Fig. 3. Analysis of CD4+ Tconv and Treg function in TDLNs.

Axillary TDLNs cells and tumors were stained with CFSE, ex vivo stimulated with anti-CD3/CD28 beads for 96 h, and stained with CD3, CD4, CD8, and FOXP3. a Representative histograms showing CFSE dilution (left panels) and the division index (right panels) of CD4+ T cells in TDLNs and tumor (p = 0.0156 NI TDLN vs T; p = 0.0273 I TDLN vs T). Wilcoxon matched-pairs signed rank test. b Cell suspensions of TDLNs were ex vivo stimulated with PMA/Ionomycin for 4 h and stained for CD3, CD4, IFN-g, and IL-17A. Shown is a representative flow cytometric analysis (upper panel) and frequency (lower panel) of IFN-γ and IL-17 among gated CD4+ T cell subpopulations from TDLN (p = 0.0029 NI vs I TDLNs). c Evaluation of the suppression of autologous memory Tconv (CD4+ CD25−) proliferation by Tregs (CD4+ CD25high) sorted from fresh I TDLNs (I) and the corresponding primary tumor (T).
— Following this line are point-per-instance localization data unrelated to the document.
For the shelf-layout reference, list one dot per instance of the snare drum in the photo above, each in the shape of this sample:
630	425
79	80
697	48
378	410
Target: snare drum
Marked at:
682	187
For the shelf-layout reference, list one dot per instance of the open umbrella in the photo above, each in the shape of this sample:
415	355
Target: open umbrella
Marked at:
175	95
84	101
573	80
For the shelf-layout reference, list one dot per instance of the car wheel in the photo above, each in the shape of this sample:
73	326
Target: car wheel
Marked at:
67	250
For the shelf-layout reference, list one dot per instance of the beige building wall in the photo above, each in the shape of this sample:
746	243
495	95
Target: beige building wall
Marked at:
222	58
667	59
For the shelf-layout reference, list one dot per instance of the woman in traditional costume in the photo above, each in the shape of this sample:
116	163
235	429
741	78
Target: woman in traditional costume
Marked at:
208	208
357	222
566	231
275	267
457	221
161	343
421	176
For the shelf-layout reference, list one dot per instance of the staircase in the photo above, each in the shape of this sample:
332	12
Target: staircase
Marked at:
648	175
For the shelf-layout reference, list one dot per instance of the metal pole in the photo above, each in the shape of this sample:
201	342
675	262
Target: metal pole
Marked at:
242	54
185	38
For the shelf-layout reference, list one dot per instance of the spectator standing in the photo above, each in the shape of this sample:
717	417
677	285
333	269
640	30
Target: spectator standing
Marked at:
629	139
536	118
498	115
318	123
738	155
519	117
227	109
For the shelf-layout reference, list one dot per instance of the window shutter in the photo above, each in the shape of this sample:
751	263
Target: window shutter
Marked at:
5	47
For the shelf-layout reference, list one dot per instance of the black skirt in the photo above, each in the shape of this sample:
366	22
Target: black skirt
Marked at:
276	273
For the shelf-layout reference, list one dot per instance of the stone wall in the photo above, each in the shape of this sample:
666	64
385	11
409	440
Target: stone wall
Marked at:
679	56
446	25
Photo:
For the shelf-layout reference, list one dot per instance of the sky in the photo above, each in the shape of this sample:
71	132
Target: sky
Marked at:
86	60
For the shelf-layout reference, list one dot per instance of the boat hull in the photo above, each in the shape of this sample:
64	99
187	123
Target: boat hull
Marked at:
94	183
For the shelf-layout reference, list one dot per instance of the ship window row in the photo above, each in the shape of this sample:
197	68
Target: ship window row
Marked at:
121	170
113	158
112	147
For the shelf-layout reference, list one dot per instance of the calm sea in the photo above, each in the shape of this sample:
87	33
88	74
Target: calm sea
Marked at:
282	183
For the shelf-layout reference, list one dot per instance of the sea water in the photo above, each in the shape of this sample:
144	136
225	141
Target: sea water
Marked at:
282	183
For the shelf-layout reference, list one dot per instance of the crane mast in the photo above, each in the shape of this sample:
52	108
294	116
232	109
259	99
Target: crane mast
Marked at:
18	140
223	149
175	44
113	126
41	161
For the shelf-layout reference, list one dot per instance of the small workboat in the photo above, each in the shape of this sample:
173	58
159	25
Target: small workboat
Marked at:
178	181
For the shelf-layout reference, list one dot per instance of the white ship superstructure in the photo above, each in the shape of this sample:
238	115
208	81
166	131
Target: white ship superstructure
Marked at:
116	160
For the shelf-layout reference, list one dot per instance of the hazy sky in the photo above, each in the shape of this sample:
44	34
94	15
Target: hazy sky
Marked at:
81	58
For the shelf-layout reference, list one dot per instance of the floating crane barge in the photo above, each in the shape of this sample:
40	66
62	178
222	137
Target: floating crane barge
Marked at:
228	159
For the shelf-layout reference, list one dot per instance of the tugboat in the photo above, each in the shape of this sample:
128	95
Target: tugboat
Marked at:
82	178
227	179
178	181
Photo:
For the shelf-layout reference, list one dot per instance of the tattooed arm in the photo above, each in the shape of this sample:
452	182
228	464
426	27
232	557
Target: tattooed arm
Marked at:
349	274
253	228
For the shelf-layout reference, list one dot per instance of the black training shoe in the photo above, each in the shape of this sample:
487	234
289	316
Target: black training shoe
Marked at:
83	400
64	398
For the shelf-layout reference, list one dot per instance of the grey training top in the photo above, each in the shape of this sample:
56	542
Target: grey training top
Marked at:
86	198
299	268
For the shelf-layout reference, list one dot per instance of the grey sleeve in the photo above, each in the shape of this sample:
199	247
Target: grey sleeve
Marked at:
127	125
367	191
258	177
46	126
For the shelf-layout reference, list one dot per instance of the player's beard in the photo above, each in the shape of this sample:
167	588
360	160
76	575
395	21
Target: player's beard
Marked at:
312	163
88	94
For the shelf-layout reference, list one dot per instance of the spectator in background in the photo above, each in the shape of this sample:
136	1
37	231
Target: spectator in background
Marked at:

Cells were cultured for 4 days in the presence of anti-CD3/CD28 beads. Histograms show the CFSE dilution (upper panel) and proliferation index of Tconvs in the presence or absence of Tregs at the indicated ratios (lower panel). Representative histograms (N = 1) from one out of two independent experiments with similar results. Wilcoxon matched-pairs signed rank test, *p < 0.05, **p < 0.01.